6. Running a Job

Note: In all these examples rmg.py should be the path to your installed RMG (eg. yours might be /Users/joeblogs/Code/RMG-Py/rmg.py) and input.py is the path to the input file you wish to run (eg. yours might be RMG-runs/hexadiene/input.py). If you get an error like python: can't open file 'rmg.py': [Errno 2] No such file or directory then probably the first of these is wrong. If you get an error like IOError: [Errno 2] No such file or directory: '/some/path/to/input.py' then probably the second of these is wrong.

Running a basic RMG job is straightforward, as shown in the example below. However, depending on your case you might want to add the flags outlined in the following section. We recommend you make a job-specific directory for each RMG simulation. Some jobs can take quite a while to complete, so we also recommend using a job scheduler if working in a linux environment.

Basic run:

python-jl rmg.py input.py

6.1. Input flags

The options for input flags can be found in /RMG-Py/rmgpy/util.py. Running

python-jl rmg.py -h

at the command line will print the documentation from util.py, which is reproduced below for convenience:

usage: rmg.py [-h] [-q | -v | -d] [-o DIR] [-r path/to/seed/] [-p] [-P]
      [-t DD:HH:MM:SS] [-i MAXITER] [-n MAXPROC] [-k]
      FILE

Reaction Mechanism Generator (RMG) is an automatic chemical reaction mechanism
generator that constructs kinetic models composed of elementary chemical
reaction steps using a general understanding of how molecules react.

positional arguments:
  FILE                  a file describing the job to execute

optional arguments:
  -h, --help            show this help message and exit
  -q, --quiet           only print warnings and errors
  -v, --verbose         print more verbose output
  -d, --debug           print debug information
  -o DIR, --output-directory DIR
                        use DIR as output directory
  -r path/to/seed/, --restart path/to/seed/
                        restart RMG from a seed
  -p, --profile         run under cProfile to gather profiling statistics, and
                        postprocess them if job completes
  -P, --postprocess     postprocess profiling statistics from previous
                        [failed] run; does not run the simulation
  -t DD:HH:MM:SS, --walltime DD:HH:MM:SS
                        set the maximum execution time
  -i MAXITER, --maxiter MAXITER
                        set the maximum number of RMG iterations
  -n MAXPROC, --maxproc MAXPROC
                        max number of processes used during reaction
                        generation
  -k, --kineticsdatastore
                        output a folder, kinetics_database, that contains a
                        .txt file for each reaction family listing the
                        source(s) for each entry

Some representative example usages are shown below.

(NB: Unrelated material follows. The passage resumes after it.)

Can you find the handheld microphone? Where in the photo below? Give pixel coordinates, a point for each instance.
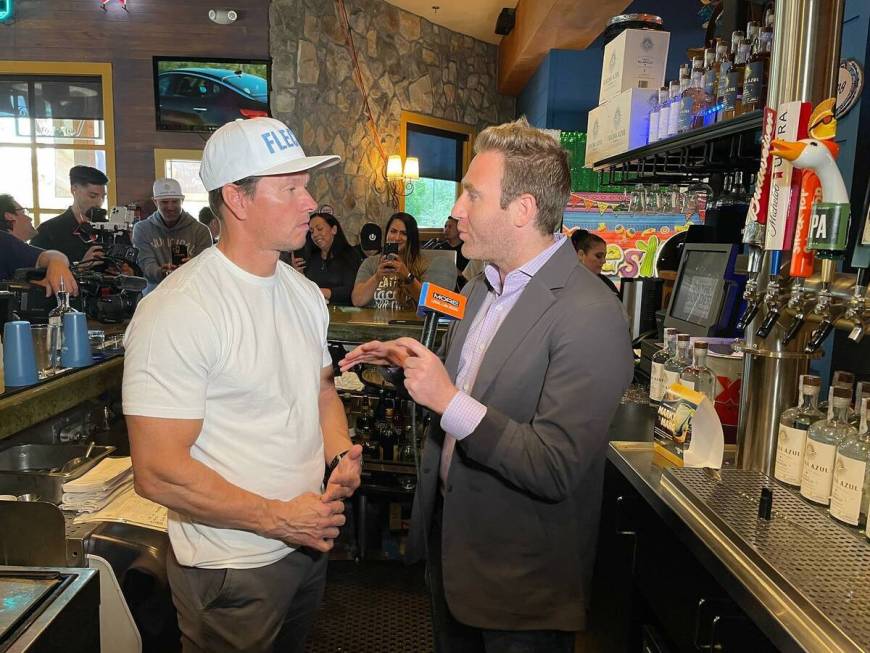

Run by restarting from a seed mechanism:

python-jl rmg.py -r path/to/seed/ input.py

Run with CPU time profiling:

python-jl rmg.py -p input.py

Run with multiprocessing for reaction generation and QMTP:

python-jl rmg.py -n <Max number of processes allowed> input.py

Run with setting a limit on the maximum execution time:

python-jl rmg.py -t <DD:HH:MM:SS> input.py

Run with setting a limit on the maximum number of iterations:

python-jl rmg.py -i <Max number of desired iterations> input.py

6.2. Details on the multiprocessing implementation

Currently, multiprocessing is implemented for reaction generation and the generation of QMfiles when using the QMTP option to compute thermodynamic properties of species. The processes are spawned and closed within each function. The number of processes is determined based on the ratio of currently available RAM and currently used RAM. The user can input the maximum number of allowed processes from the command line. For each reaction generation or QMTP call the number of processes will be the minimum value of either the number of allowed processes due to user input or the value obtained by the RAM ratio. The RAM limitation is employed, because multiprocessing is forking the base process and the memory limit (SWAP + RAM) might be exceeded when using too many processors for a base process large in memory.

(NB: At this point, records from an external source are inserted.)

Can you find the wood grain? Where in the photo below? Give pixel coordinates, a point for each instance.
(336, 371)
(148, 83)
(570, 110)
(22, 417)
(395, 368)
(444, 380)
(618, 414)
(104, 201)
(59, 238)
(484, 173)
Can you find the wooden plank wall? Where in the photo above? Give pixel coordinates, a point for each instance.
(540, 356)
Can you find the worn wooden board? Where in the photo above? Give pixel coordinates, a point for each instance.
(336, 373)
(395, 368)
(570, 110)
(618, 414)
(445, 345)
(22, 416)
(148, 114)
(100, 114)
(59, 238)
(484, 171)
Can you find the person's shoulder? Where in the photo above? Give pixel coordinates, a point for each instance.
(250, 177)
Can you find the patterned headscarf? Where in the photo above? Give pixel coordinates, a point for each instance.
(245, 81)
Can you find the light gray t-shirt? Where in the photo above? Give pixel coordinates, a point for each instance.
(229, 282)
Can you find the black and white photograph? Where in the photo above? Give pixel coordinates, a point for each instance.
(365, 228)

6.3. Details on profiling RMG jobs

Here, we explain how to profile an RMG job. For starters, use the saveSeedModulus option in the input file, as described in the Section Miscellaneous Options, to save the seed mechanism at regular intervals, perhaps every 50 or 100 iterations depending on the size of the mechanism. This option is particularly important for saving intermediate steps when working with large mechanisms; it may be prudent to save and examine how the chemistry changes over mechanism development rather than just obtaining the final seed mechanism.

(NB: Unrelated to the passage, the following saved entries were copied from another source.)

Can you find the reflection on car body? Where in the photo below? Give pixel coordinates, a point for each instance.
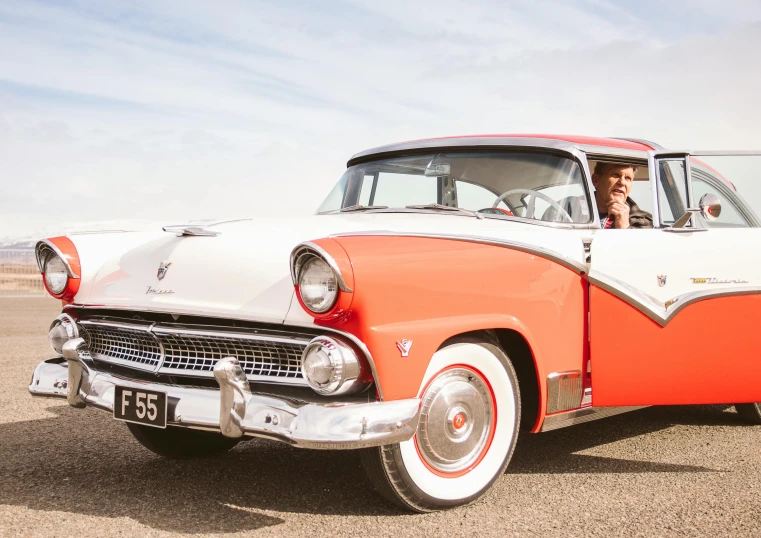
(448, 293)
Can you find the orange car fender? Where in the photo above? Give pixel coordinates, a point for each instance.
(426, 290)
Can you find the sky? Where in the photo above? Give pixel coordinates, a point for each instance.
(134, 114)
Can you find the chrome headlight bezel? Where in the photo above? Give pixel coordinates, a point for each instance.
(346, 374)
(65, 328)
(303, 260)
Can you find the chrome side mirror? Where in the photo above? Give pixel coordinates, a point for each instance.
(710, 206)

These seeds can then be restarted with use of the -r flag, as described in the Section Input Flags above. Additionally, restarting these seeds with the -i flag allows examination of how computational effort, time spent in each module, individual processor memory consumption if using the the -n flag, and overall memory consumption change over the course of mechanism development. To time profile, one could use:

rmg.py -r <path_to_seed>/seed -p -i 15 restart_from_seed.py

such that 15 iterations was arbitrarily chosen as a representative sample size to obtain profiling information. To run memory profiling, one option is to install a python memory profiler as an additional dependency. As detailed in their linked GitHub, there are options for line-by-line memory usage of small functions and for time-based memory usage. An example of memory profiling is:

mprof run --multiprocess rmg.py -r <path_to_seed>/seed -i 15 -n 3 restart_from_seed.py

such that this example demonstrates how to obtain memory consumption for each of three specified processes and again use 15 iterations to obtain representative profiling information. Please see the linked GitHub to learn more about how the memory profiler tool can help characterize your process.